合宿免許のときにこれに改めて気がつきました。
友人が運転をして、私が助手席に乗っているときに、彼女が急にそわそわしだし、なんとなくセカセカと運転をするようになることがあります。
そして、バックミラーをしきりに気にしています。
何事かと思って後ろを見てみると、私たちの車にぴったり中型トラックがくっついており、そのドライバーの表情がいらついているのがはっきりわかる。
みなさんにも、たぶん一度や二度は同じような経験がおありでしょう。
いわゆる"あおられる"というやつ。
私たちの場合は、いつまでもその種の手合いにかかわっているとロクなことがないので、不本意ながらムリに左に寄って道を譲ることにしています。
それにしても彼らは、どうしてあんなに近くを走っている車に"どけどけ"といったような敵意を持つのでしょうか。
人は誰でも個人としての縄張りのようなものを持っており、その範囲には個人差があります。
また、座っているとき、立っているときなどの状態、それに地位や役割、人間関係の度合によっても、広さは変化する。
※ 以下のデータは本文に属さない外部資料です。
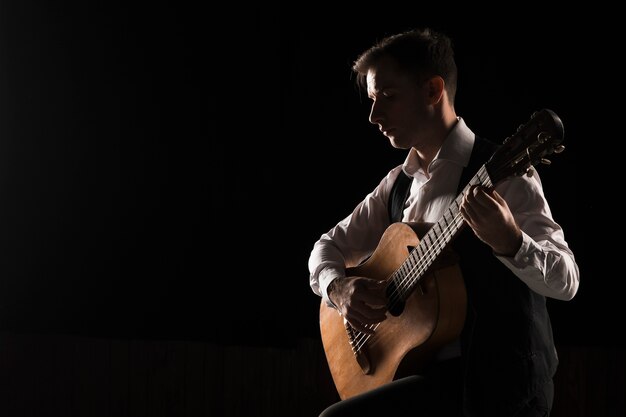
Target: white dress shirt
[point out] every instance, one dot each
(544, 261)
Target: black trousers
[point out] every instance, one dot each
(436, 392)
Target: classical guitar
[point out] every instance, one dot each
(426, 293)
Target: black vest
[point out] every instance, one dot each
(507, 342)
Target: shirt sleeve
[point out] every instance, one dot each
(352, 240)
(544, 261)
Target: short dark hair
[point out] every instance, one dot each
(423, 52)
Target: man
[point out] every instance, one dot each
(512, 256)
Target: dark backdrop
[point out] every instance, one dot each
(165, 170)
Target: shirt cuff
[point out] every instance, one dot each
(325, 277)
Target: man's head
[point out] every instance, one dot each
(422, 53)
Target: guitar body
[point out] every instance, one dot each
(432, 297)
(433, 315)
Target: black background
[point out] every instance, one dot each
(165, 170)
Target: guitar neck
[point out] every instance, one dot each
(439, 236)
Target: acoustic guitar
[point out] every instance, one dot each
(426, 293)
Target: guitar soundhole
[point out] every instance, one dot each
(396, 303)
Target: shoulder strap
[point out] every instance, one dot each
(481, 152)
(397, 197)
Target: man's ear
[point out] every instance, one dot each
(435, 88)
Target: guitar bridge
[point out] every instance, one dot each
(358, 349)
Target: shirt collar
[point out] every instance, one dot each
(456, 148)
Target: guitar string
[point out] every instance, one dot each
(417, 270)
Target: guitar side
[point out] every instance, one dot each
(433, 316)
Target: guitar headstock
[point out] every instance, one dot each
(539, 137)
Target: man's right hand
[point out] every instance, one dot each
(361, 301)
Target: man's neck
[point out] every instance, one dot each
(440, 132)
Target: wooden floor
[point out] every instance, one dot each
(57, 375)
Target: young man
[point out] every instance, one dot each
(512, 256)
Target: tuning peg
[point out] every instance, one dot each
(542, 137)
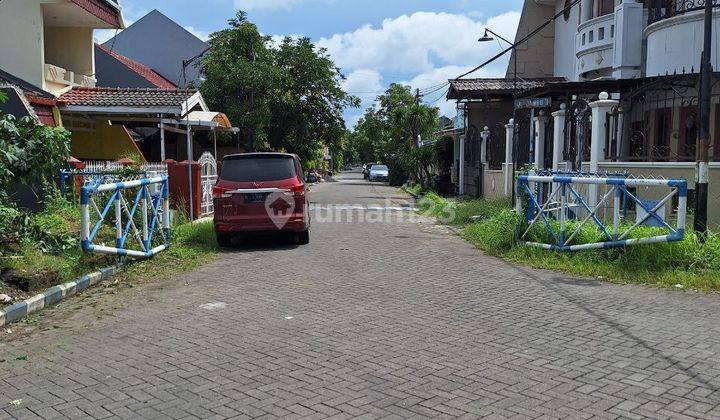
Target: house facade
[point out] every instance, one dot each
(49, 43)
(161, 44)
(46, 48)
(625, 98)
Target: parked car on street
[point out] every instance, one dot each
(378, 173)
(260, 192)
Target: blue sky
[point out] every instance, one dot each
(376, 42)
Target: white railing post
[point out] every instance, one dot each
(558, 136)
(539, 122)
(508, 165)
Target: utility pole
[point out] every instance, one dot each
(704, 93)
(251, 103)
(415, 130)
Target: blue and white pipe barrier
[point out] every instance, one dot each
(149, 207)
(564, 199)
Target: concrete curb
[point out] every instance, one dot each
(53, 295)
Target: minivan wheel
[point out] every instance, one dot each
(304, 237)
(224, 240)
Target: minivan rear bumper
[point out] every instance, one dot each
(294, 224)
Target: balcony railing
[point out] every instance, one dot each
(664, 9)
(59, 75)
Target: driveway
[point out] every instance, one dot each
(384, 314)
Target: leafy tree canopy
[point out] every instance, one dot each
(286, 95)
(30, 153)
(389, 133)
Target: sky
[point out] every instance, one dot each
(421, 43)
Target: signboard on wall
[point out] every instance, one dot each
(459, 122)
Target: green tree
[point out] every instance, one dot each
(287, 96)
(390, 131)
(30, 153)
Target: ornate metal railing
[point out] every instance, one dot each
(664, 9)
(559, 205)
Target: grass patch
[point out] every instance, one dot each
(41, 250)
(414, 190)
(480, 209)
(192, 245)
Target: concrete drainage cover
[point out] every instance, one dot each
(213, 306)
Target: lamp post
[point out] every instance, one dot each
(487, 38)
(702, 158)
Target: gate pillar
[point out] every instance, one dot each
(508, 165)
(539, 139)
(599, 109)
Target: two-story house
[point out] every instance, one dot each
(49, 43)
(46, 48)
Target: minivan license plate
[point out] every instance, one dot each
(255, 197)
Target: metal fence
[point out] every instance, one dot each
(98, 172)
(141, 209)
(208, 179)
(559, 205)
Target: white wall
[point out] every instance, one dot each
(21, 40)
(565, 31)
(678, 42)
(70, 48)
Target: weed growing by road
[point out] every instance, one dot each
(688, 264)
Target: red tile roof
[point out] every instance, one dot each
(142, 70)
(106, 11)
(123, 97)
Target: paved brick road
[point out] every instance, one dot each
(375, 320)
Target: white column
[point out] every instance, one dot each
(162, 139)
(599, 109)
(508, 165)
(461, 169)
(485, 134)
(586, 10)
(627, 43)
(539, 122)
(558, 136)
(190, 160)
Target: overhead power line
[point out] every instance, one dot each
(523, 39)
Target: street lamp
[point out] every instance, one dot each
(486, 38)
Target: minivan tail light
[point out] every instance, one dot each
(298, 190)
(220, 192)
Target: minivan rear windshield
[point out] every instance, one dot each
(257, 168)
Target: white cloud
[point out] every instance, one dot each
(429, 47)
(365, 84)
(266, 5)
(418, 42)
(203, 35)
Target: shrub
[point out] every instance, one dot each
(432, 204)
(496, 234)
(707, 256)
(482, 208)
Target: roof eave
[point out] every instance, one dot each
(93, 109)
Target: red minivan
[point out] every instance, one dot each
(260, 192)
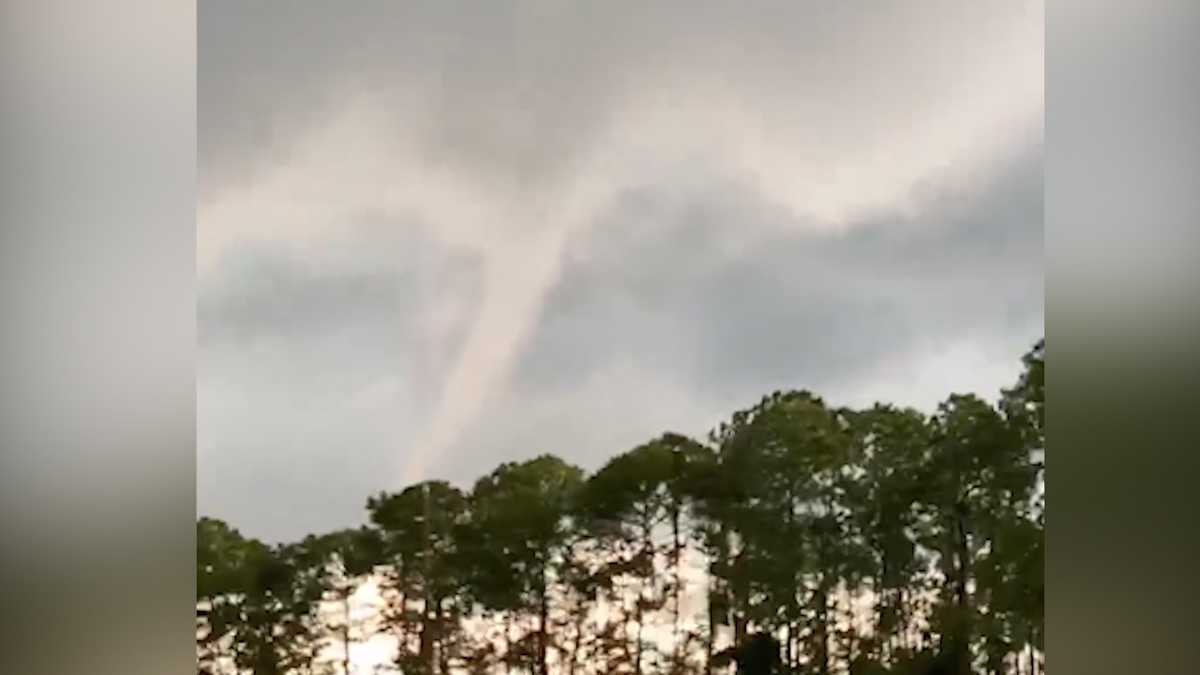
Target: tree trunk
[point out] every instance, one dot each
(346, 632)
(822, 629)
(677, 553)
(543, 620)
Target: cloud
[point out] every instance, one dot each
(793, 168)
(677, 309)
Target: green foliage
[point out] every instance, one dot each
(877, 541)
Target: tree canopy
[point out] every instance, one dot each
(796, 538)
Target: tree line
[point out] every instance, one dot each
(797, 537)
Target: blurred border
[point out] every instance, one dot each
(97, 167)
(1122, 178)
(97, 424)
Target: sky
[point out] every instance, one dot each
(433, 237)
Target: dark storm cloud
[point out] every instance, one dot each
(672, 145)
(653, 282)
(718, 298)
(311, 368)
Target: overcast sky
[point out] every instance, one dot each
(435, 237)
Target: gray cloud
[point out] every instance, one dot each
(718, 298)
(444, 234)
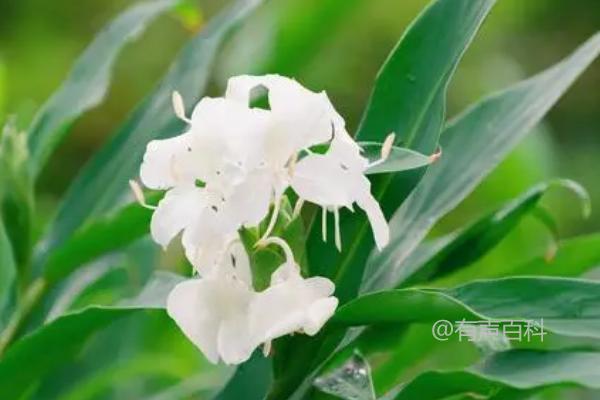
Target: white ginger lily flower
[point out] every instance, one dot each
(213, 312)
(291, 303)
(227, 320)
(213, 154)
(301, 119)
(337, 179)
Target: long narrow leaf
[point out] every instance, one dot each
(515, 371)
(88, 82)
(473, 145)
(569, 307)
(56, 343)
(8, 270)
(103, 182)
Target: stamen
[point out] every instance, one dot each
(138, 193)
(386, 149)
(289, 255)
(388, 143)
(338, 236)
(267, 348)
(324, 223)
(179, 107)
(297, 208)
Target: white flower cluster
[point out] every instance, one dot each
(227, 171)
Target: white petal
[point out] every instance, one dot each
(162, 166)
(228, 132)
(234, 342)
(291, 304)
(320, 180)
(302, 118)
(250, 200)
(175, 212)
(186, 304)
(318, 314)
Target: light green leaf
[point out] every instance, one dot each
(400, 159)
(352, 381)
(515, 371)
(473, 145)
(58, 342)
(8, 271)
(97, 238)
(251, 380)
(574, 257)
(408, 99)
(468, 245)
(88, 81)
(104, 181)
(569, 307)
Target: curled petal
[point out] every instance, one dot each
(164, 163)
(292, 304)
(175, 212)
(213, 313)
(186, 305)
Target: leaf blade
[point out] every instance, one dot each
(474, 143)
(88, 81)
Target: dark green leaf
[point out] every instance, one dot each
(7, 270)
(473, 242)
(408, 99)
(352, 381)
(103, 182)
(520, 371)
(568, 307)
(251, 380)
(59, 341)
(99, 237)
(88, 81)
(574, 257)
(473, 145)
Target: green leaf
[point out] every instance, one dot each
(473, 242)
(400, 159)
(88, 81)
(58, 342)
(104, 181)
(8, 271)
(97, 238)
(574, 257)
(352, 381)
(515, 371)
(251, 380)
(409, 100)
(568, 307)
(473, 145)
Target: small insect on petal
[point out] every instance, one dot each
(178, 106)
(388, 143)
(139, 195)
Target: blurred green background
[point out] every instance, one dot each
(338, 46)
(39, 41)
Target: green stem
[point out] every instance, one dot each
(32, 295)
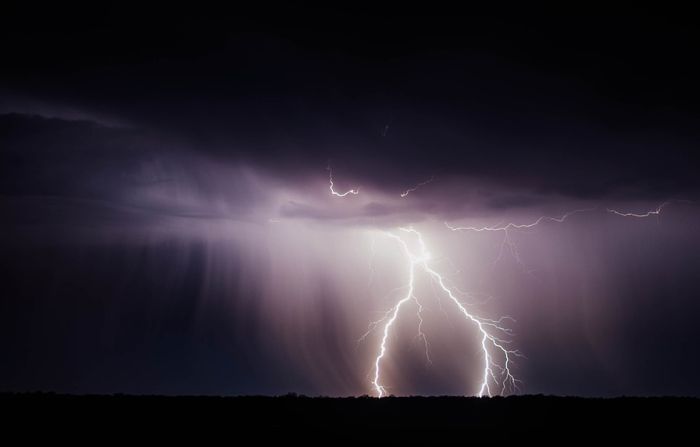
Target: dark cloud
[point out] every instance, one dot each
(167, 224)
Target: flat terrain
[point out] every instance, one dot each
(406, 420)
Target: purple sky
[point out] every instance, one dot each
(169, 228)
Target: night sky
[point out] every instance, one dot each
(167, 223)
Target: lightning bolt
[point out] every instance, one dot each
(654, 212)
(493, 345)
(354, 191)
(423, 183)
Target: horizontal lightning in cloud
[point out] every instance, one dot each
(491, 332)
(410, 190)
(353, 191)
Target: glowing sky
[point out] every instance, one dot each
(169, 225)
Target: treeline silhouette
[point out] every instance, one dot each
(330, 421)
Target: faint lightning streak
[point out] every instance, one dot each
(508, 240)
(410, 190)
(381, 391)
(354, 191)
(488, 339)
(655, 212)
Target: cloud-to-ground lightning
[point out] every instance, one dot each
(494, 336)
(492, 333)
(654, 212)
(353, 191)
(418, 185)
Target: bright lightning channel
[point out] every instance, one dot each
(491, 331)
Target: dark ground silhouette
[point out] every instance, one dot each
(424, 420)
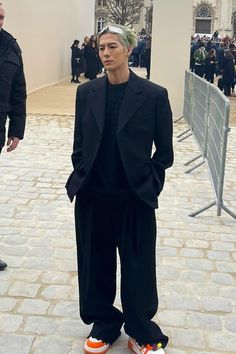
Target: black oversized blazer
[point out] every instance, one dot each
(145, 118)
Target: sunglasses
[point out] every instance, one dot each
(111, 29)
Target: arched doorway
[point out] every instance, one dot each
(203, 19)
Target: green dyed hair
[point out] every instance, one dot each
(126, 35)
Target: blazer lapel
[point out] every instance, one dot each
(133, 99)
(96, 100)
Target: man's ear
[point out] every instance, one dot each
(129, 51)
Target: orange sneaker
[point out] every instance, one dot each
(93, 345)
(145, 349)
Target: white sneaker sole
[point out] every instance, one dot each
(134, 348)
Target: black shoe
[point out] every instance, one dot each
(3, 265)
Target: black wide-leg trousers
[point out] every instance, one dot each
(101, 228)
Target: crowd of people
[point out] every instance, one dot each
(213, 57)
(85, 58)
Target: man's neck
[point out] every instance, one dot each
(118, 77)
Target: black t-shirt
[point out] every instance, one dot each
(108, 179)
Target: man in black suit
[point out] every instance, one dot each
(12, 92)
(116, 181)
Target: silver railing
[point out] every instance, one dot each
(206, 111)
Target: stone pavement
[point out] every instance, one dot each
(196, 257)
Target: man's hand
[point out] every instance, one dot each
(12, 143)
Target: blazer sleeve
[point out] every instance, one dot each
(163, 156)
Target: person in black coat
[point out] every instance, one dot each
(116, 180)
(77, 62)
(12, 92)
(210, 65)
(228, 72)
(91, 55)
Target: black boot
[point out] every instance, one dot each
(3, 265)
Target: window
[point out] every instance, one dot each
(203, 19)
(102, 2)
(100, 23)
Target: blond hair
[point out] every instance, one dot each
(127, 36)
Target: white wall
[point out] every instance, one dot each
(45, 31)
(171, 36)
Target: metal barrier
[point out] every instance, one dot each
(209, 123)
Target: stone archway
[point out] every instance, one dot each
(203, 19)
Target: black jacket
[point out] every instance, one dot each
(12, 88)
(145, 117)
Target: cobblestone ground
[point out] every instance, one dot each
(38, 292)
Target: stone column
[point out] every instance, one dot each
(171, 36)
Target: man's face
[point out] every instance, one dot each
(2, 15)
(112, 53)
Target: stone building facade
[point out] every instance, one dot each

そのだいたいの傾向としては、次のような関係が成り立つようです。
すなわち、「大人は子供よりも広い」「男性は女性よりも広い」「内気な性格の人は陽気な性格の人より広い」「嫌な相手といるときは親しい相手といるときより広い」これは、いいかえれば、それぞれの人間が、大きくなったり小さくなったりする目に見えない泡のような縄張りを持っていることを示すのでしょう。